Example: perl table_annovar.pl example.avinput humandb/ -buildver hg38 -out example -protocol refGene -operation g -nastring . -remove
We use VarNote for filter-based and region-based annotation. Considering the large number of datasets involved, we use the configuration file to specify the name of the annotation item.
Example: java -jar VarNote-1.1.0.jar Annotation -Q:tab,c=1,b=2,e=3,ref=4,alt=5 example.avinput -D:db,tag=exac03,mode=1 hg38_exac03.txt.gz -D:db,tag=cage_enhancers,mode=0 hg38_cage_enhancers.bed.gz -O example -OF BED -T 16 -A example.cfg -Z False -loj True -MVL 500
We use AnnotSV for structural variant annotation, the dependent datasets should be downloaded during the installation.

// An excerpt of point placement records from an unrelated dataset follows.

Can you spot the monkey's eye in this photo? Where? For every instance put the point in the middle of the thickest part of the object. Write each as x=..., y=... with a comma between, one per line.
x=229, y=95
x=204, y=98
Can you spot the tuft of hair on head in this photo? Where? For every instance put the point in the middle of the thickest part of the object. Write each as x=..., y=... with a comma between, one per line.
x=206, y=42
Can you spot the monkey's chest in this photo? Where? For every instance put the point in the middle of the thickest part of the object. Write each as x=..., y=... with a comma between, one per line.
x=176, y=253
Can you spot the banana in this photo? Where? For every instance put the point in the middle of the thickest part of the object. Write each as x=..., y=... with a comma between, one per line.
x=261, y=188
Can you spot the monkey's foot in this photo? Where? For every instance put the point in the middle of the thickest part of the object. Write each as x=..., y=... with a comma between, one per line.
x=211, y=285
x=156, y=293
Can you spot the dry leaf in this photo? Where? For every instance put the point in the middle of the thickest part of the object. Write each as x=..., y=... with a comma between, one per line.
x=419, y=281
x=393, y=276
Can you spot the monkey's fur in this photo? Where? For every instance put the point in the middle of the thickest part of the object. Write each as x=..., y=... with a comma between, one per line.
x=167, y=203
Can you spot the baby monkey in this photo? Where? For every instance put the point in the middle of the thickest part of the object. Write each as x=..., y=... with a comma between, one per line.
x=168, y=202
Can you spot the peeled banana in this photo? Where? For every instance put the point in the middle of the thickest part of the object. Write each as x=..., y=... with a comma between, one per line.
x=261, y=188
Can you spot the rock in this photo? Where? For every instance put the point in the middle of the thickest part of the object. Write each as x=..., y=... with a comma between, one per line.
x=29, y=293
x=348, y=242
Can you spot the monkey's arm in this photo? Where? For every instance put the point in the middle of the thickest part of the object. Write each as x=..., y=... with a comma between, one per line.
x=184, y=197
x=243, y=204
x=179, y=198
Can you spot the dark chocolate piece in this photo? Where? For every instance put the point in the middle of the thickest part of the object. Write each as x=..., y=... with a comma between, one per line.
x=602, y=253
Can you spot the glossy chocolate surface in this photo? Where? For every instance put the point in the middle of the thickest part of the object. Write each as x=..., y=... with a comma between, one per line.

Example:AnnotSV -SVinputFile example.vcf -genomeBuild GRCh38 -outputFile example.annotsv.out -SVminSize 30
For detailed information, please refer here.
For detailed information, please refer here.
We first removed all the variants and samples with a missing call rate over 5% , and the variants with Hardy-Weinberg equilibrium (HWE) p < 10-6 using Plink.
plink --vcf Original.vcf.gz --geno 0.05 --hwe 1e-6 --const-fid --recode --out ptest
Second, we reserved all the variants with AC > 1 and singletons included in commonly used genetype arrays.
Third, we recalculated the allele frequence for variants using bcftools +fill-tags
and extracted all SNPs using bcftools view
to generate the final callset for the construction of reference panel.
We used the final callset to establish the reference panel, and Minimac3 was adopted to convert the reference panel into M3VCF format file. Each chromosome was constructed separately as following (chr2 for example)"
Minimac3 --refHaps Chinese.final.vcf.gz --processReference --prefix chn.panel --cpus 30 --chr chr2
We combined our panel and 1KGP3 reference panels by employing the reciprocal imputation approach with Minimac4. In detail, we first imputed 1KGP variants using our reference panel and imputed our variants using 1KGP reference panel respectively. And then merge the two imputed VCF files into the combined VCF file and convert to M3VCF format file after removing incompatible alleles. The commands we used as follows.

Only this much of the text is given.